Histoire : le MIT et Lyon comme lieux de naissance   

1972 : ça vous dit quelque chose ?    

C'est le début d'un débat mondial sur les conséquences d'une croissance mondiale soutenue, suite à la publication du livre "Limits of Growth". Ce dernier rend compte des conclusions d'une étude sur la croissance économique et démographique exponentielle avec des ressources finies, réalisée par une équipe internationale de chercheurs du Massachusetts Institute of Technology [2]. À la même époque, le terme "décroissance" est inventé par le philosophe social franco-autrichien André Gorz, mais le mouvement de la décroissance ne prend son envol à Lyon que 30 ans plus tard. 

Depuis le début des années 2000, le sujet fait l'objet d'une attention croissante de la part des universitaires, des activistes, des politiciens et des praticiens. Plus d'une centaine d'articles académiques ont été publiés, des livres ont été écrits, des conférences ont été organisées, la presse internationale rapporte avec avidité les développements récents et les déclarations provocatrices faites par le biais de tweets. Il est important de mettre les choses au clair dès le départ : le débat sur la "décroissance" ne porte pas seulement sur les limites écologiques de la croissance, mais aussi sur ses limites sociales.    

Degrowth: "What's in a name ?"

L'analyse de la littérature montre que le terme "décroissance" n'est pas défini de manière cohérente, ce qui rend très complexe la compréhension de la signification actuelle de la décroissance. Des auteurs influents [3] définissent par exemple la décroissance comme "une réduction équitable de la production et de la consommation qui accroît le bien-être humain et améliore les conditions écologiques à l'échelle locale et mondiale, à court et à long terme". D'autres [4]  la définissent comme "la transition démocratique vers une société qui - pour permettre une justice écologique mondiale - est basée sur un débit d'énergie et de ressources beaucoup plus faible, qui approfondit la démocratie et garantit une bonne vie et la justice sociale pour tous, et qui ne dépend pas d'une expansion continue".

Néanmoins, il semble y avoir un accord sur le fait que la décroissance n'est ni un synonyme de croissance négative (récession économique), ni une fin en soi. ‘Degrowth’ va également au-delà de la perspective de la croissance", qui consiste à ignorer le PIB comme indicateur du bien-être social. Globalement, la décroissance est une recherche visant à construire volontairement une société meilleure et à créer un nouveau modèle "post-développement" qui soit socialement équitable et qui respecte les limites écologiques. 

Propositions d'action   

Plusieurs propositions d'action sont identifiées dans la littérature académique. Les propositions identifiées correspondent à trois grands objectifs :    

(1) la réduction de l'impact des activités humaines sur l'environnement ;    

(2) redistribution des revenus et des richesses à l'intérieur des pays et entre les pays ; et    

(3) promouvoir la transition d'une société matérialiste à une société conviviale et participative.   

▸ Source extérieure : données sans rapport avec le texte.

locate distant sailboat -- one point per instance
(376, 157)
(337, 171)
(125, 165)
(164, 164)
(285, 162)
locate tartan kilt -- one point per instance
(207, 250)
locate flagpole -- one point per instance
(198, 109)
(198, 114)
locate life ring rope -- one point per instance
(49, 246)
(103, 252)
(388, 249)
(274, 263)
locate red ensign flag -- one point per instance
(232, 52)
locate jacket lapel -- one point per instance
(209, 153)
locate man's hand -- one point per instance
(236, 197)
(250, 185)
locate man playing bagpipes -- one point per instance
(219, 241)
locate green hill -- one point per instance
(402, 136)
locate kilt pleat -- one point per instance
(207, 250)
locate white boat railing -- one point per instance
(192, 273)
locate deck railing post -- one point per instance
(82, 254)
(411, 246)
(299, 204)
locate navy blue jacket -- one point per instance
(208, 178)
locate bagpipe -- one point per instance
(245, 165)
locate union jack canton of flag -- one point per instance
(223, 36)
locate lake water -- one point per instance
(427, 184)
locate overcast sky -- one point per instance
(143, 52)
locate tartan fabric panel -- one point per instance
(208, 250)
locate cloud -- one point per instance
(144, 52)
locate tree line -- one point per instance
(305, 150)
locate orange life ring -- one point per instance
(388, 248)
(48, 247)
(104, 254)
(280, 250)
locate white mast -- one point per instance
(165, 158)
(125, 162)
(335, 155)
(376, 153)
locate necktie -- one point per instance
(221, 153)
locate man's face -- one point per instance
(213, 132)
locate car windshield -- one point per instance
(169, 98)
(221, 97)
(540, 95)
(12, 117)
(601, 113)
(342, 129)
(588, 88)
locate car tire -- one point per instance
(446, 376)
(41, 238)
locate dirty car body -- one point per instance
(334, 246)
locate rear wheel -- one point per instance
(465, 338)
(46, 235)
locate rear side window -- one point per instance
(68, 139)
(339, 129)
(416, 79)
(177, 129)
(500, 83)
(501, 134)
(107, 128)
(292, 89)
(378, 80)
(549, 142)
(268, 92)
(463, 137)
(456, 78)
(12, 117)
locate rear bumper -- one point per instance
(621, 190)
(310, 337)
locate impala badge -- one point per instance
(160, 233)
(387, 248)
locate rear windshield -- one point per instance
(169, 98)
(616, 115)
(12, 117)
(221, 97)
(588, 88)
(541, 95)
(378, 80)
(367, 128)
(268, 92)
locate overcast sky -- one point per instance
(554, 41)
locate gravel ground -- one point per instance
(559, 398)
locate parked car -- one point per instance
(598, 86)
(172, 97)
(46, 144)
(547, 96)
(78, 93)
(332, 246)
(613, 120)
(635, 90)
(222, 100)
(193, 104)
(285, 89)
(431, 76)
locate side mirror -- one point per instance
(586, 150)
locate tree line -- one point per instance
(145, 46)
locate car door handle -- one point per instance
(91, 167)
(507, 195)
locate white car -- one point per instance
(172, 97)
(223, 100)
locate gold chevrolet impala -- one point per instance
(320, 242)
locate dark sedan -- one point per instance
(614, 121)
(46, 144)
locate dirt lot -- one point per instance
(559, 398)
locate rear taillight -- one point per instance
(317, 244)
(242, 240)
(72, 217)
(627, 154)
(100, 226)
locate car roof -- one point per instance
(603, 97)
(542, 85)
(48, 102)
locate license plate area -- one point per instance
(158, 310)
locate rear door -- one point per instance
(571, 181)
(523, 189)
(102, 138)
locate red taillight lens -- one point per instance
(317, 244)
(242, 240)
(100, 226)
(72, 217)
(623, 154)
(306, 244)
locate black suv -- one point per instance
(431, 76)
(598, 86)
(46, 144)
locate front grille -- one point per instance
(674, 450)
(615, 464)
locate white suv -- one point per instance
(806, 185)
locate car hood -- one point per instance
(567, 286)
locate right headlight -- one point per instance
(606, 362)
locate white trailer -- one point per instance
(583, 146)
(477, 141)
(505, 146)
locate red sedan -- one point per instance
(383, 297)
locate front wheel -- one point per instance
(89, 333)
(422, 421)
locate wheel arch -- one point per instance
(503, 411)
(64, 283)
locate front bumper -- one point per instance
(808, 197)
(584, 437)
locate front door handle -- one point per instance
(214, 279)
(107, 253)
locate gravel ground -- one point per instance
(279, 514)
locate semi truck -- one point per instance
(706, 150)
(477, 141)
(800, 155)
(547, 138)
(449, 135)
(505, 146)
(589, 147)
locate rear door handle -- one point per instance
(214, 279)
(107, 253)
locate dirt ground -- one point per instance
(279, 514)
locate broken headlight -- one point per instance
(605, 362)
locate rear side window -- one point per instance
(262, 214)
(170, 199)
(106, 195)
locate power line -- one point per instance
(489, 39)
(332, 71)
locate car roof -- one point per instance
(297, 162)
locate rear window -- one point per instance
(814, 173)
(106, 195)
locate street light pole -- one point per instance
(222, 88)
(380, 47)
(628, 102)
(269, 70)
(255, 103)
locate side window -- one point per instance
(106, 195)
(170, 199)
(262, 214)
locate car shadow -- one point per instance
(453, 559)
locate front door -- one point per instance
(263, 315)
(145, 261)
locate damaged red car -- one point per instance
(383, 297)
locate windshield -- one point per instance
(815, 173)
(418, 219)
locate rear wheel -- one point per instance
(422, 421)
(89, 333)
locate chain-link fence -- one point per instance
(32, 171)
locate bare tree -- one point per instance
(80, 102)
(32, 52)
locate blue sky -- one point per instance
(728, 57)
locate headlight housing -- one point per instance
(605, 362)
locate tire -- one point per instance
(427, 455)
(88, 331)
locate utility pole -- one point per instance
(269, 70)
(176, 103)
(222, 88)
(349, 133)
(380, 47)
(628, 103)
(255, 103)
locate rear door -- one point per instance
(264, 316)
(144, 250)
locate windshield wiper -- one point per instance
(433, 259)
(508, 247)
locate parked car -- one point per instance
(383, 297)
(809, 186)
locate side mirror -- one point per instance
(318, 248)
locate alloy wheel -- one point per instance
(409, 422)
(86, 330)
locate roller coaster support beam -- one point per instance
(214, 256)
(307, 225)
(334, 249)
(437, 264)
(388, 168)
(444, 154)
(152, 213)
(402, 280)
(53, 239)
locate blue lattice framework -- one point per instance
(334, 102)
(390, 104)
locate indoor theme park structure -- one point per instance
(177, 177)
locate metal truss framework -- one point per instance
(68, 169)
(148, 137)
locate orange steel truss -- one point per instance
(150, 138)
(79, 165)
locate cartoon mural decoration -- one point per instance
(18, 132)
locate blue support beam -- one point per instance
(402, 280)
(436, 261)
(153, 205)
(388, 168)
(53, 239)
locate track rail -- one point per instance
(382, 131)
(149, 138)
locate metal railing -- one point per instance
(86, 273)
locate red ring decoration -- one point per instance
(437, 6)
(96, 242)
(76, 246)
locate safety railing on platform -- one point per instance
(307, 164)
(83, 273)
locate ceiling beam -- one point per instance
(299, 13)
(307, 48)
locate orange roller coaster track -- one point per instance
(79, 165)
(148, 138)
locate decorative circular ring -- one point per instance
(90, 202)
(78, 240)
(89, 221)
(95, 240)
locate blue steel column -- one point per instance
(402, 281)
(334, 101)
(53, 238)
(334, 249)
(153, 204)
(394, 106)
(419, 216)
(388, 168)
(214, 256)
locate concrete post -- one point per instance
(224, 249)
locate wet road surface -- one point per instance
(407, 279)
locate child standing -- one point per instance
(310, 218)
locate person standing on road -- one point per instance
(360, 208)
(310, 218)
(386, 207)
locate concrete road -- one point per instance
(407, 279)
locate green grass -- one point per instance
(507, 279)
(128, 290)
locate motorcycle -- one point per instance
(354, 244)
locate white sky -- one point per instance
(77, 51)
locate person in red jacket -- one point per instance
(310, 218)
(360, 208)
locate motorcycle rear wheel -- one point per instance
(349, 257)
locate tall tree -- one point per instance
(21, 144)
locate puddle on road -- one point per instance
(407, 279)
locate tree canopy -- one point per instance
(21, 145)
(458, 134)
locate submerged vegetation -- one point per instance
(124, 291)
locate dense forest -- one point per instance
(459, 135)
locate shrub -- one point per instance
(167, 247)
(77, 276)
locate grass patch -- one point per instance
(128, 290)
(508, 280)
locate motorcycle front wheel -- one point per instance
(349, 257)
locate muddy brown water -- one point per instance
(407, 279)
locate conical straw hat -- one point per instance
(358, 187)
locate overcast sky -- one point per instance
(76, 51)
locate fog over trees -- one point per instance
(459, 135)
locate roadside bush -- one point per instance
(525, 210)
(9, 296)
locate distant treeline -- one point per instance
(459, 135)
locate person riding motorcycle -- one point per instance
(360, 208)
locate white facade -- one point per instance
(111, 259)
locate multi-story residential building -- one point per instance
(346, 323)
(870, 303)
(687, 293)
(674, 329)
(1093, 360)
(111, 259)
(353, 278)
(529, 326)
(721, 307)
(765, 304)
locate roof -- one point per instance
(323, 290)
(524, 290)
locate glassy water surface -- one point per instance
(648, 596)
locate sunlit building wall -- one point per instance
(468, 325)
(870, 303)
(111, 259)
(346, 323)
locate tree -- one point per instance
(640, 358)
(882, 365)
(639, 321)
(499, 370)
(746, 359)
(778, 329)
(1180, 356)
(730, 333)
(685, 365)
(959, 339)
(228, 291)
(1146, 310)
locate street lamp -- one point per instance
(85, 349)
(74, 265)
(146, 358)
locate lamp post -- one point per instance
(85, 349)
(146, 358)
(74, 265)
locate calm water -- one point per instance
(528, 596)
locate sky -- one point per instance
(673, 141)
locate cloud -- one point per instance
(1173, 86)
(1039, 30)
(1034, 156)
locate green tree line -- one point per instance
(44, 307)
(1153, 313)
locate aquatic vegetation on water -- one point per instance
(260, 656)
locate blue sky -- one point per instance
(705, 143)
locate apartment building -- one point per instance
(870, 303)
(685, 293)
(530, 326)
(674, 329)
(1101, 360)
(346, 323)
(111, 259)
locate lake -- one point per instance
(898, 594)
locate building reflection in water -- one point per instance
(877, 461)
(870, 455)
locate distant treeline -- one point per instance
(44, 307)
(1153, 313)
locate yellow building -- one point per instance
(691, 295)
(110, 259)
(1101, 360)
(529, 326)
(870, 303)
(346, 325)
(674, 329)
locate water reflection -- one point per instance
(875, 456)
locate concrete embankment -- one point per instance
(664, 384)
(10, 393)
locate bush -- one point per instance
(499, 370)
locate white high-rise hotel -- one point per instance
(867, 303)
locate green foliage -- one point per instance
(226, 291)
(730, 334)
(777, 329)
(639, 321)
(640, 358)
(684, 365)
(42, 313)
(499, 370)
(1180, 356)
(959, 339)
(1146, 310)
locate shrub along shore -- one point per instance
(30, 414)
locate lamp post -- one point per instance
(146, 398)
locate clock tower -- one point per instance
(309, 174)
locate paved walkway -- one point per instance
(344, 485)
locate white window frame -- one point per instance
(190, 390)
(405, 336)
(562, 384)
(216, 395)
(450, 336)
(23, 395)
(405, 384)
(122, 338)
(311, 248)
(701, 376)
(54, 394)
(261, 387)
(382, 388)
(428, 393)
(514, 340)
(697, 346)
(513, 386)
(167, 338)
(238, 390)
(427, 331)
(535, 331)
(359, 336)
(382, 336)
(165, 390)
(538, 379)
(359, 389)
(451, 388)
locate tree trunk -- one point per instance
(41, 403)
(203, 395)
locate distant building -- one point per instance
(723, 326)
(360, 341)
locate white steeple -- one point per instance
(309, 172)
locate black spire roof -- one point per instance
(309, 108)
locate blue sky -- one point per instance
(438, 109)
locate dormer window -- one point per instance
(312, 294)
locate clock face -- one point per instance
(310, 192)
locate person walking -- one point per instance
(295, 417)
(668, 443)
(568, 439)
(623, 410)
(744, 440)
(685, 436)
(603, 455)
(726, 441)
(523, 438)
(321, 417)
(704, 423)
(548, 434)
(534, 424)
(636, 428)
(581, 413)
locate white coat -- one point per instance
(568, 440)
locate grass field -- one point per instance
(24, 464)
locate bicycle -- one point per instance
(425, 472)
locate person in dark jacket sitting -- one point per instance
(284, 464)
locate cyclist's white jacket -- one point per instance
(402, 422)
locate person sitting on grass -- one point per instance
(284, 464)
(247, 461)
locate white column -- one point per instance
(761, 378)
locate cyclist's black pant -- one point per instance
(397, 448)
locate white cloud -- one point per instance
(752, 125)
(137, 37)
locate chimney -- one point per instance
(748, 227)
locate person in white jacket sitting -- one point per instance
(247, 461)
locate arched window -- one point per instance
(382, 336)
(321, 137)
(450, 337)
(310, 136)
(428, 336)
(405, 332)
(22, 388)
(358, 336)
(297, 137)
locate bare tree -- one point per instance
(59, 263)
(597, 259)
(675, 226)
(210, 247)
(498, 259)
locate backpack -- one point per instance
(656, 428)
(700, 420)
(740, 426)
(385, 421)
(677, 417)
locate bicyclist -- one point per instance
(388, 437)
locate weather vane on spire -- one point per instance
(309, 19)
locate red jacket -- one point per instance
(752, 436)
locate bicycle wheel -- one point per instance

Pour atteindre l'objectif 1, l'accent est mis sur l'utilisation des ressources, pour l'objectif 2, sur l'accès aux biens et aux services, et pour l'objectif 3, sur l'austérité volontaire et le "downshifting".   

 

Des travaux plus récents montrent 6 voies pour y parvenir  [5] 

  • Piste n° 1 : démocratisation, économie solidaire et communauté : contenir et démanteler la forte concentration du pouvoir économique dans un petit nombre d'entreprises" et "permettre à tous de participer aux activités économiques".    
  • Piste n° 2 : sécurité sociale, redistribution et limitation des revenus et des richesses   
  • Piste n° 3 : Technologie collaborative et démocratique : "Quelle technologie la société devrait-elle utiliser ? Et pour quoi, par qui, comment et combien ? Et qui décide ?"    
  • Piste n° 4 : revalorisation et redistribution du travail : réduire les "bullshit jobs" (inutiles) et les "batshit jobs" (nuisibles) et libérer du temps pour des activités plus significatives.   
  • Piste n° 5 : démocratisation du métabolisme social : consultation sur ce qui doit croître et ce qui doit disparaître.   
  • Piste n° 6 : solidarité internationale : décroissance dans les pays les plus riches pour permettre une prospérité durable dans les pays les plus pauvres.   

  

Remarques finales   

Dans l'ensemble, l'analyse montre que la littérature sur la décroissance se concentre davantage sur l'équité sociale que sur la durabilité environnementale. Cela n'est peut-être pas surprenant étant donné le lien entre la décroissance et les mouvements sociaux de base qui cherchent à sensibiliser le public à des modes de vie alternatifs qui peuvent être plus durables.    

En outre, il est frappant de constater que de nombreuses propositions universitaires suggèrent un niveau élevé d'intervention de l'État (par exemple, des plafonds, des taxes et des réglementations) pour poursuivre la transition vers la décroissance. Cela va à l'encontre de la nécessité d'une transition volontaire et démocratique mise en avant par de nombreux partisans de la décroissance, qui considèrent la société civile comme un agent actif du changement. Par conséquent, cela souligne l'importance de discuter de la relation entre la démocratie et la décroissance.   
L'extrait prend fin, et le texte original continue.